What we can learn from the LeTourneau interview


Barbara Walters’ interview with convicted child molester Mary Kay LeTourneau and her once-victim-now-husband Vili Fualaau was gut wrenching. The romanticization of the abuse was awful enough. But giving a woman like LeTourneau a platform to justify what she did is reprehensible.

Being outraged or upset about the interview doesn’t help anyone. But talking about her predatory patterns can help keep children safer. The more we understand how she thinks, the more we can see her behavioral patterns in other people who may abuse or try to abuse children.

1) Mary Kay LeTourneau is a narcissist. It’s all about her. LeTourneau wants to get off of the sex offender registry because she feels like she has “served her time” for what she still believes is a “love affair” with a 13-year-old boy. Predators tend to be narcissists, with very limited understanding of boundaries. According to the narcissist, the child “comes on to them” and “the predator is the real victim.” This also traps the victim, who believes that the abuse was his/her fault or that they are “hurting” the predator by reporting or refusing. In my opinion, Fualaau is trapped and blames himself. LeTourneau groomed Fualaau and sexually abused him. Period.

She should and must remain a registered sex offender, just like a man convicted of the same crimes.

2) She got a pass because she is a woman predator. Yes, she was convicted. But Barbara Walters would never have interviewed a predator who married a victim if the predator were male. Walters and ABC have no comprehension of the damage LeTourneau has done. (Speaking of networks perpetuating the “hot for teacher” stereotype, we can look at Saturday Night Live’s skit this weekend where a male victim of child sexual abuse by a woman is portrayed as the luckiest kid around.)

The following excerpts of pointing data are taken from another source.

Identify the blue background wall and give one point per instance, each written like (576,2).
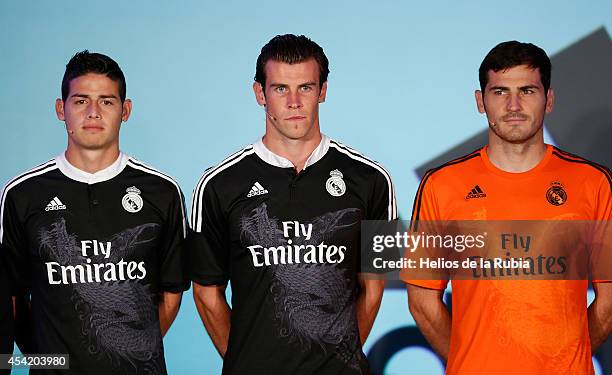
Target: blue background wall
(400,90)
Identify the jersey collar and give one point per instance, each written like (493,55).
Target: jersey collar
(278,161)
(91,178)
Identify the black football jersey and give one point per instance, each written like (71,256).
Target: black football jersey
(6,314)
(94,251)
(290,245)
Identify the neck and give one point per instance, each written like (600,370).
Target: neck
(296,151)
(91,161)
(516,157)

3) She minimized what she did to Vili. LeTourneau called it love. The courts and society call it child sexual abuse. When she was out on parole, the first thing she did was find the boy and sexually abuse him again. Predators often minimize their crimes in order to divert attention, thwart reporting, and manipulate the victim.

From the People Magazine story on the interview:

When asked whether she felt “guilty” or “disgusted” with herself for having an affair with Fualaau, Letourneau replied, “I loved him very much, and I kind of thought, ‘Why can’t it ever just be a kiss?’ “

Hey, Mary Kay: even the kiss was abuse. Why were you ever alone with him late at night in the first place?

4) She isolated Vili from his peers and family. One of the first things that predators do when grooming a child is to isolate the child from his or her peers and family. That way, the victim must rely totally on the abuser for compassion and emotional support. Vili said it himself. From People:

Not having a strong support system when Letourneau became pregnant with his children was the hardest part.

“It was a huge change in my life, for sure. I don’t feel like I had the right support or the right help behind me,” he said. “From my family, from anyone in general. I mean, my friends couldn’t help me because they had no idea what, what it was like to be a parent, I mean, because we were all 14, 15.”

But we all know that the isolation started long before that. Once he was the father of her children, he could never escape her.

5) She does not believe that she damaged him. 

From People:

Fualaau confessed in the 20/20 interview that he struggled with depression during this “dark time” and the years that followed.

“I’m surprised I’m still alive today,” he said. “I went through a really dark time.”

The damage was caused by what LeTourneau did. But she is incapable of understanding that.

So what have we learned? Predators are narcissists. They minimize crimes. They isolate their victims from friends and family (physically and emotionally). And yes, they can be women.

Wringing our hands and being outraged isn’t going to do anything. The interview is finished and the damage is done. But we can take the interview and use it to protect children and educate and empower ourselves. We can also work towards extended civil and criminal statutes of limitations for child sex crimes so that what happened to Vili doesn’t happen to another child.

If you see any of LeTourneau’s behaviors in adults who are spending time with your children, intervene immediately, talk to your children, and report. Don’t know who to call? Start with the National Child Abuse Hotline at 1-800-4ACHILD. Trained crisis operators will take your call and help you determine your next steps.




1 thought on “What we can learn from the LeTourneau interview

  1. Great article, Joelle. it reminded me of the following article about another woman predator. The boy in this case was made to feel like he was the abuser because he was male. We as a society need to educate ourselves about sexual abuse so that we understand that their is no such thing as consensual sex between an adult and a minor,that victims are both female and male, and that abusers can be both male and female.